Instead of asking customers to fund a major rewrite of their entire site, bMobilzed CEO Ben Seslija says solution providers can take advantage of more than 300 proprietary algorithms in the company’s Automatic Content Identification (ACI) technology captures content assets and converts them in under 30 seconds to fully functional and graphically identical elements that can be easily accessed by any device that support HTML5.

Seslija says bMobilized is mainly after the small business market, which is why the toolset only costs $5 to 9 per month depending on the level of support required. The Web site that bMobilized creates using all that content can be hosted on cloud computing platforms from, a unit of or Amazon. That means that as new assets get added to the site, the mobile version of the site can dynamically scale alongside.

Today mobile devices account for about 30 percent of the traffic on the Web. Seslija says that number will increase to 50 percent by 2014, and by 2015 mobile devices will become the dominant use case. Seslija says what post people don’t really appreciate yet, however, is how targeted the use of mobile devices is, and how important that behavior is in terms of sales conversion. Unlike people using a PC to surf the Web, people using mobile devices are generally searching for some specific. That’s why a much higher percentage of those visitors wind up actually buying something.

As business owners come to understand that difference in behavior, Seslija says it won’t be long before every site is optimized for mobile computing devices.

The bMobilized toolset is relatively inexpensive because Seslija says the company expects to make more money later on by keeping tracking of how advertising campaigns actually perform on mobile computing devices. But in order to increase the base of Web sites that can make use of that service there will need to be a lot more Web sites that have been optimized for mobile computing devices.
There’s no doubt at this point that the Web is heading mobile. What solution providers decide to charge customers to make that transition on their Web sites is up to the individual solution provider. Right now, most business owners have no idea how quickly it can be done.

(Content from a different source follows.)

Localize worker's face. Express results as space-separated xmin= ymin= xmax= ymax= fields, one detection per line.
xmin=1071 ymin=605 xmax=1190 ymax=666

As with most things related to mobile computing, there’s very little money to be made from selling the actual devices. But there are massive opportunities associated with helping companies transform their internal and external facing applications in way that supports mobile computing devices. That may not always require massive investments in mobile application development skills, especially when you consider the fact that many businesses simply want the fastest, easiest way possible to start supporting those devices starting tomorrow.